TAMPA — An early-morning fire on Saturday destroyed one of the vestiges of the Sulphur Springs community's mid 20th century heyday as a riverside mecca for area residents and northern tourists.
The blaze, reported at 3:31 a.m., swiftly consumed much of the old Tourist Club, renamed the Historic Harbor Club when the building served as a restaurant before shutting down for good about a decade ago. In recent years the structure stood vacant.
When Tampa Fire Rescue crews arrived firefighters saw heavy smoke coming from the wooden building at 915 Grant Ave. A short time later flames shot from a window just beneath the peak of the building's rounded roof.
Firefighters entered the structure and doused flames in the main room. They evacuated after encountering more fire at the rear of the building — flames which quickly spread throughout the interior, Tampa Fire Rescue reported.
Authorities summoned additional help due to the intensity of the blaze; a total of eight engines, two ladder trucks and additional support responded to the fire, Fire Rescue officials said.
No injuries were reported.
Investigators remained at the building later Saturday morning, trying to determine what caused the fire. Then city workers moved in to demolish what remained of the heavily damaged structure, which they deemed a safety hazard, Fire Rescue officials said.

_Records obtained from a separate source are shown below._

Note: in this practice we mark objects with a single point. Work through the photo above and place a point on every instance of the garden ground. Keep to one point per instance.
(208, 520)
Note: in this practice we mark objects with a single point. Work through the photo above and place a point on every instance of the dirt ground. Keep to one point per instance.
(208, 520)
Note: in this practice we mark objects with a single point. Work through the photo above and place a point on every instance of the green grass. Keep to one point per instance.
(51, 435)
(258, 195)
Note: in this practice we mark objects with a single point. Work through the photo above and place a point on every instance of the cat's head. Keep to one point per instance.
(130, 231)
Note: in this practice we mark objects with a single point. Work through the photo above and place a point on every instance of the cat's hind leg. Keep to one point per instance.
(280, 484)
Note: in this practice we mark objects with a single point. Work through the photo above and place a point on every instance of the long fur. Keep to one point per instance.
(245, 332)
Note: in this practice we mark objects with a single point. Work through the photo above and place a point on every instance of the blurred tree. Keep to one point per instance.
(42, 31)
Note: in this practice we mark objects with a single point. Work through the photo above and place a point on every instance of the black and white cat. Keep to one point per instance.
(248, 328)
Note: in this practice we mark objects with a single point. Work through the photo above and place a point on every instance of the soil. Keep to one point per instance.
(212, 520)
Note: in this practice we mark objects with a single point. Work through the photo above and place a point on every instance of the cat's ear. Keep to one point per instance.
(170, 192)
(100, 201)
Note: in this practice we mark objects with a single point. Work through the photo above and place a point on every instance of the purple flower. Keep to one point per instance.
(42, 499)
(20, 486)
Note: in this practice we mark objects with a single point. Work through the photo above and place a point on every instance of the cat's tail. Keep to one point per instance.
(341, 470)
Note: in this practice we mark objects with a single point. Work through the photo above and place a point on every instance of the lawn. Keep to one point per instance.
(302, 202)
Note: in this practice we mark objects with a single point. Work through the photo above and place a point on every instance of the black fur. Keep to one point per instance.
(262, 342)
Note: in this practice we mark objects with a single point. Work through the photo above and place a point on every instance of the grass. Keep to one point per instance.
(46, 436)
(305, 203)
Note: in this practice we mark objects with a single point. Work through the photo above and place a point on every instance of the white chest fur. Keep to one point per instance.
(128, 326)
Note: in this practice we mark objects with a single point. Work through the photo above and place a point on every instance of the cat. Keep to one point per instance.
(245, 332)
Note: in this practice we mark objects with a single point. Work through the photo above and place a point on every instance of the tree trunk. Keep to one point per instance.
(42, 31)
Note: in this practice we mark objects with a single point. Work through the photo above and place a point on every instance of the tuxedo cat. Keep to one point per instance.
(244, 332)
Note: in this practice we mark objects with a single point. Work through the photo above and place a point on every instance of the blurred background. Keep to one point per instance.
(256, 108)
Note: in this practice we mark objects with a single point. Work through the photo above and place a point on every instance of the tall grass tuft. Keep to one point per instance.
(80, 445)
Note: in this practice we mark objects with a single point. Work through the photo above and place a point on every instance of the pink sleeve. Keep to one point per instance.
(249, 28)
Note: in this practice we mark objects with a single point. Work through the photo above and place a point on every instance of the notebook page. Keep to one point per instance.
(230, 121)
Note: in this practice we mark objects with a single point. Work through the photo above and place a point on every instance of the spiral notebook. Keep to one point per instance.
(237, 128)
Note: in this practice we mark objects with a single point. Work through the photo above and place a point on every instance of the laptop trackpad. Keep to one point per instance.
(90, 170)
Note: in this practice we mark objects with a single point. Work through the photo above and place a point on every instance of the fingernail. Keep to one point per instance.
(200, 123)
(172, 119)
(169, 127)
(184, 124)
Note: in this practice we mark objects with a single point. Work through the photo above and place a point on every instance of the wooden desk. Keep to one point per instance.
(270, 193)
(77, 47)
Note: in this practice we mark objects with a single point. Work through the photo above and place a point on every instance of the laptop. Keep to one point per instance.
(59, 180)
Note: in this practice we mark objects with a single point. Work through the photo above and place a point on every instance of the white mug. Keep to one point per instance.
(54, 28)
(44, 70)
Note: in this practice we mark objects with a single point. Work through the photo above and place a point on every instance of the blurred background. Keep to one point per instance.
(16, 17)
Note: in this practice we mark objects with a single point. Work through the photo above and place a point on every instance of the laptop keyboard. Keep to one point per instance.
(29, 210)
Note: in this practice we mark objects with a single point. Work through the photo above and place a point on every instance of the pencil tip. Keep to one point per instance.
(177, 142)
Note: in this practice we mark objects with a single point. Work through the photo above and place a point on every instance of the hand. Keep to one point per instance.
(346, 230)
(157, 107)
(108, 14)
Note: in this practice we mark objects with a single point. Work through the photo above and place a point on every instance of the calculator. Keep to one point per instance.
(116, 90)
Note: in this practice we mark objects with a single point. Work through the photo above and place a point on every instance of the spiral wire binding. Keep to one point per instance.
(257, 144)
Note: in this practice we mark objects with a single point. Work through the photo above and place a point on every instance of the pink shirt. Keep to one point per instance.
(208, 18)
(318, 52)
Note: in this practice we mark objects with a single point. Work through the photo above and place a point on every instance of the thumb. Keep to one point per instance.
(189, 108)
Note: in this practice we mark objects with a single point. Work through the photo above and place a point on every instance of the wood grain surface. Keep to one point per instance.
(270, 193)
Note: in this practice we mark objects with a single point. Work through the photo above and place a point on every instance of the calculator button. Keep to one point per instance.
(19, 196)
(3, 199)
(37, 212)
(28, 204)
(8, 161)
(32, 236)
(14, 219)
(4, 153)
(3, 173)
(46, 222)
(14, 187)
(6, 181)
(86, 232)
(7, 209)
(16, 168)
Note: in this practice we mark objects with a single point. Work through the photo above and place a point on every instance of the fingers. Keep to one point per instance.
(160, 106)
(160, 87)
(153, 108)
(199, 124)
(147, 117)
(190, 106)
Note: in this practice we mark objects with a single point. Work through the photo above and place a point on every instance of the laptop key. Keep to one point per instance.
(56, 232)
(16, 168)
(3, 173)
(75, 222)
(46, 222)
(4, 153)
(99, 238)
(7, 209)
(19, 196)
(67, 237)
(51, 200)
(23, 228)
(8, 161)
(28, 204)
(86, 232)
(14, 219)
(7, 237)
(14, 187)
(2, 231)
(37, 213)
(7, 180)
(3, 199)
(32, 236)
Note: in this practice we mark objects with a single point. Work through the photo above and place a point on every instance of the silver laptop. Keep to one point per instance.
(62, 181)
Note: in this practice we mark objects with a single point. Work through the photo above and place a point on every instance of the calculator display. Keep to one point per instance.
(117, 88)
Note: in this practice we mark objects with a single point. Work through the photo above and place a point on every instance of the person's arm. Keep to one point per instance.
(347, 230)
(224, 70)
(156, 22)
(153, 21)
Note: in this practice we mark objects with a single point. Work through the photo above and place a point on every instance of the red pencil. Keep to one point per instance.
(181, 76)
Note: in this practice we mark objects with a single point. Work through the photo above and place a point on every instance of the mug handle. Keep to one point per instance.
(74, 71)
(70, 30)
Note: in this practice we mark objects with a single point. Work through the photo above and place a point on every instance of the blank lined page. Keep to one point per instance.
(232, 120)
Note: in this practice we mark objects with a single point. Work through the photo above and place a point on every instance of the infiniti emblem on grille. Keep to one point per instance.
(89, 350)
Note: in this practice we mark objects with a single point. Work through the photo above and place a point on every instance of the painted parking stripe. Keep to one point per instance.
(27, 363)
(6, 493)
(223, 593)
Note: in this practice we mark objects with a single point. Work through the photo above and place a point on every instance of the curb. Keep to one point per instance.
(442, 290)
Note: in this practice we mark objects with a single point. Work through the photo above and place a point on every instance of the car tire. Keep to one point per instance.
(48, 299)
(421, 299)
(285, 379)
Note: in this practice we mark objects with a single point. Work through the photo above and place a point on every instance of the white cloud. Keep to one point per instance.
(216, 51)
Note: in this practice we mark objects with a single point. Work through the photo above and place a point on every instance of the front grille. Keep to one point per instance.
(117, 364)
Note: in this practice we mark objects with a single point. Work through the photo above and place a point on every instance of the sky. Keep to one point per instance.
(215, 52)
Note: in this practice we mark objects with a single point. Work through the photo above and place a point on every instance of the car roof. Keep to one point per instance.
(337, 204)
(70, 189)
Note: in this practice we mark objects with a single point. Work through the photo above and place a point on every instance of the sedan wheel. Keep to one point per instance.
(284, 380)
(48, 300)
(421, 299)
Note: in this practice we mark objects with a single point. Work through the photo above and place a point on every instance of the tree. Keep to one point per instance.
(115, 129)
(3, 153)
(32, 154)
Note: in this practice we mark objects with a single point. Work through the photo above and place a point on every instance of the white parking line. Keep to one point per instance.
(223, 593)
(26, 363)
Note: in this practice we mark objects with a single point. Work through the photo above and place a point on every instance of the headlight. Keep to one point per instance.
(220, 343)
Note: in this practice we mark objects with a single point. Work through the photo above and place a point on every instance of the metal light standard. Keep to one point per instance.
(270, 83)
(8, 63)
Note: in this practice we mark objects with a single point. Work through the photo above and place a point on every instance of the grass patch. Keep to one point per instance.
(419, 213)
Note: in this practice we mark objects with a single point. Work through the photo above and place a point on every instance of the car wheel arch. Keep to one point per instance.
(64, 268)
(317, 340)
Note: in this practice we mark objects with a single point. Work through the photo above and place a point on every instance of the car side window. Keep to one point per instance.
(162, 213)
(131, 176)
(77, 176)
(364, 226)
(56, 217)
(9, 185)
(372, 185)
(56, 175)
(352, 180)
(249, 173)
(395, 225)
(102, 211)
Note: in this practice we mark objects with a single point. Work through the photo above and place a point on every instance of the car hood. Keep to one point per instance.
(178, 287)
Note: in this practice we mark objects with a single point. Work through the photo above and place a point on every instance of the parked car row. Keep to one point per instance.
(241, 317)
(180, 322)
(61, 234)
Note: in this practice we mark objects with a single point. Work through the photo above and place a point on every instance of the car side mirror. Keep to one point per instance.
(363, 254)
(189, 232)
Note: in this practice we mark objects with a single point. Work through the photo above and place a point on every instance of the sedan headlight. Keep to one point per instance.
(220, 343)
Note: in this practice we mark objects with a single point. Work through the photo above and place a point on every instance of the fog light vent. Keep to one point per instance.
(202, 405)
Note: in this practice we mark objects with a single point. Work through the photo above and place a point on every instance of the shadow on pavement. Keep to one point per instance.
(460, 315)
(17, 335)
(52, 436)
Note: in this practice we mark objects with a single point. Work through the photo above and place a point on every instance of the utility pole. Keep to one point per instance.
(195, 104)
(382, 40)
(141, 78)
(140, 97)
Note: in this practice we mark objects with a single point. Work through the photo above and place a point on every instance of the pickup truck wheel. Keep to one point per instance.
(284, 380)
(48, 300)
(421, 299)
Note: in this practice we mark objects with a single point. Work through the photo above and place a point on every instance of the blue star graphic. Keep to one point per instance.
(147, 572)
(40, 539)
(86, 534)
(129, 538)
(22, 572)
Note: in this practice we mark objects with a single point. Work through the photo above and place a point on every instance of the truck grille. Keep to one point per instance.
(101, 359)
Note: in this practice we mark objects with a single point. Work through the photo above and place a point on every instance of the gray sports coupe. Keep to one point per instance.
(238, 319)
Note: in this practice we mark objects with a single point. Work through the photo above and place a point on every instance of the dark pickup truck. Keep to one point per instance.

Linda Hope, a longtime Sulphur Springs resident and area historian, stood by as heavy machinery knocked down the skeletal supports that held up the building's roof. “I think it's going to take a little while to absorb it,” she said. “It's like a good friend, and then they're gone.”
The Tourist Club stood on the northern bank of the Hillsborough River, just east the Nebraska Avenue bridge. It was a Sulphur Springs fixture in the early and mid 20th century when the community was a major draw for northern visitors to Central Florida.
The club hosted dances, family reunions and community meetings, among other activities, Hope said.
Other community landmarks were the Arcade, the Springs Theater, the Tower, the Sulphur Springs swimming pool, the original river bridge and the gazebo. The main attraction, though, was the bubbling spring that drew people “from all parts of the United States to bathe in the healing waters,” according to the website of the Sulphur Springs Museum and Heritage Center.
The private Tourist Club was founded in 1937 by Michigan and Ohio tourists. The building was the group's headquarters until 1984, when the club's membership declined to the point it no longer could maintain the clubhouse. That's when it re-opened as a restaurant before eventually closing.